Patch Management

By: Richard Glaser - Revised: 2006-07-18 devin

Introduction

A brief (and unfinished) overview of patch management and its features.


What Is Patch Management?

If you haven't worked with Windows, you probably haven't heard or might not understand the term "Patch management". Patch management is the process & tools that accurately identify which patches are missing on each system, provide an easy means to deploy patches and provide administrative reports tracking patch status across multiple machines.

In Mac OS X, the term "Patch Management" is correlates to managing & distributing software updates, usually this is accomplished using Apple's Software Update, but this mechanism is limited and not very robust or flexible, but there are many other tools that help solve some of the pieces of the puzzle.

Ideally, Apple will offer a full-featured patch management system that supports Apple OS & software, third-party software, and unix software that can be managed with tools like Fink and DarwinPorts. Next, Apple needs to implement some type of mechanism for modifications to the operating system like installing an update or new software, its initial setup and running the software.

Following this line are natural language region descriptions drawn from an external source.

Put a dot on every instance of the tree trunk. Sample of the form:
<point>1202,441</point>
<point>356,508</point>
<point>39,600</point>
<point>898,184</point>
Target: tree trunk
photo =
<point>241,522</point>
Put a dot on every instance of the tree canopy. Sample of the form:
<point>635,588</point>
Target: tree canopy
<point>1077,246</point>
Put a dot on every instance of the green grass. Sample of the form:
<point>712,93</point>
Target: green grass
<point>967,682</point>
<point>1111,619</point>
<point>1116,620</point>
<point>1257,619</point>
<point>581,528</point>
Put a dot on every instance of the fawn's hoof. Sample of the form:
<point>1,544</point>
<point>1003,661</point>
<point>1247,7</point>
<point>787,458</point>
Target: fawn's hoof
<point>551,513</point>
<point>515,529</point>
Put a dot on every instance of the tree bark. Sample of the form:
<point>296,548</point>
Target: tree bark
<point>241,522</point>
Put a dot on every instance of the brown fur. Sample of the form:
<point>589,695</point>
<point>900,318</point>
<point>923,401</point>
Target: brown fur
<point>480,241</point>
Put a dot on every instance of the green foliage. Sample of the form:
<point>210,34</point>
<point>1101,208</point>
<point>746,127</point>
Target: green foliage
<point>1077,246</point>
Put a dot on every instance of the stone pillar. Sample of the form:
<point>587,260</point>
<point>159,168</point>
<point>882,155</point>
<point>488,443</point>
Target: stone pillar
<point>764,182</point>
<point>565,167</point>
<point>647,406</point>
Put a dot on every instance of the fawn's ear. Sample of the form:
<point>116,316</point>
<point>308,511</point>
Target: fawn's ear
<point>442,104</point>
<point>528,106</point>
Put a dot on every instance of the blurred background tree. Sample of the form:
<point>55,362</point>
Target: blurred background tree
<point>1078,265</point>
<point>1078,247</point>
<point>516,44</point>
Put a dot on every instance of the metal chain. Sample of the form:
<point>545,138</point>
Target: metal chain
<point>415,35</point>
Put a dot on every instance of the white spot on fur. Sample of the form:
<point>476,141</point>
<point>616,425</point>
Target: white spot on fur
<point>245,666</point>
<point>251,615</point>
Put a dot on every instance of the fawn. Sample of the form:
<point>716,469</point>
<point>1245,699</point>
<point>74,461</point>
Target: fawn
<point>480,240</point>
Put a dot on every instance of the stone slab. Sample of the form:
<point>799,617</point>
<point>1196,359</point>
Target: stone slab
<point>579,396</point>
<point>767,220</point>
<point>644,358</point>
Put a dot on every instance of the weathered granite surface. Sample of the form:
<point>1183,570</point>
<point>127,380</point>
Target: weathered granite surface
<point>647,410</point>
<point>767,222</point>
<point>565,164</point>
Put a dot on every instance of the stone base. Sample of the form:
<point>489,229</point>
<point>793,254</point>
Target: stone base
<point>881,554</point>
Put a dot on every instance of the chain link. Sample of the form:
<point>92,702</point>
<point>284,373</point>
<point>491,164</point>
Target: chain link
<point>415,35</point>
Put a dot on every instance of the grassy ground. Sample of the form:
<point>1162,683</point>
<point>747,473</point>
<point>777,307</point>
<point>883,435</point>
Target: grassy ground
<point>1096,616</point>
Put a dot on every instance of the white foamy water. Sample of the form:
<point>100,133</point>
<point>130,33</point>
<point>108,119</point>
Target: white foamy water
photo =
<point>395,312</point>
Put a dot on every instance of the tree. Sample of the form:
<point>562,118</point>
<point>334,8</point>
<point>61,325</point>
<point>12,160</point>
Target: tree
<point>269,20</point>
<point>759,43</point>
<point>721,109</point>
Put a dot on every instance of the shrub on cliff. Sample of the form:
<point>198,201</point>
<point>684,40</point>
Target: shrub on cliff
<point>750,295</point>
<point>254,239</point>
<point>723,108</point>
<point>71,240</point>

This could be accomplished if the OS had built-in support for a tripwire. Tripwire establishes a baseline ’snapshot’ of the file system, recording file system properties such as owner, permissions, modify time, and content hashes. This information is stored in a secured database. When an integrity check is run, it gathers the same information on the monitored file system and looks for any differences. Any deviations are written to a report file and based on a policy. Use this same concept, the differences could be installation of updates, new software, etc.

Patch Management usually supports the following features:

Software Audit
The process of inventorying and reporting software & versions installed on clients.

Monitoring & Assessing
Gathering information about available updates and researching if they are critical enough to deploy based on bug and/or security fixes.

Tracking & Initial Setup
The process of reviewing updates, tracking installation and initial setup.

Software Audit

Currently in Mac OS X you have multiple options for gathering an inventory of software installed on clients either locally or remotely. First, there is Apple Software Update Preference Pane, which only works locally and only supports Apple-only OS & software updates. Second, there is Apple's System Profiler, which again works only locally, but can audit Apple and third-party software. For remote auditing you have options like Apple Remote Access, that currently does support software reports, but can be done through other means like search client. And for those using KeyServer for licensing management and metering, it offers support called KeyAuditor to create client software reports. Lastly, there is a Cocoa application that ties into the popular www.versiontracker.com web site, that support local audit of software including Apple & third-party, Mac OS X & Mac OS 9 software.

Software Update
Software Update is Apple's built-in mechanism for auditing software on the local client. It depends on files stored in /Library/Receipts, and can cause problems or inaccurate software updates, if the the receipts are removed, moved or somehow become corrupted.


In addition to a GUI, there is a command-line version called "softwareupdate". It offers most the functionality, of the Preference Pane.

System Profiler
Software Update is Apple's built-in mechanism for auditing software on the local client. It depends on files stored in /Library/Receipts, and can cause problems or inaccurate software updates, if the the receipts are removed, moved or somehow become corrupted.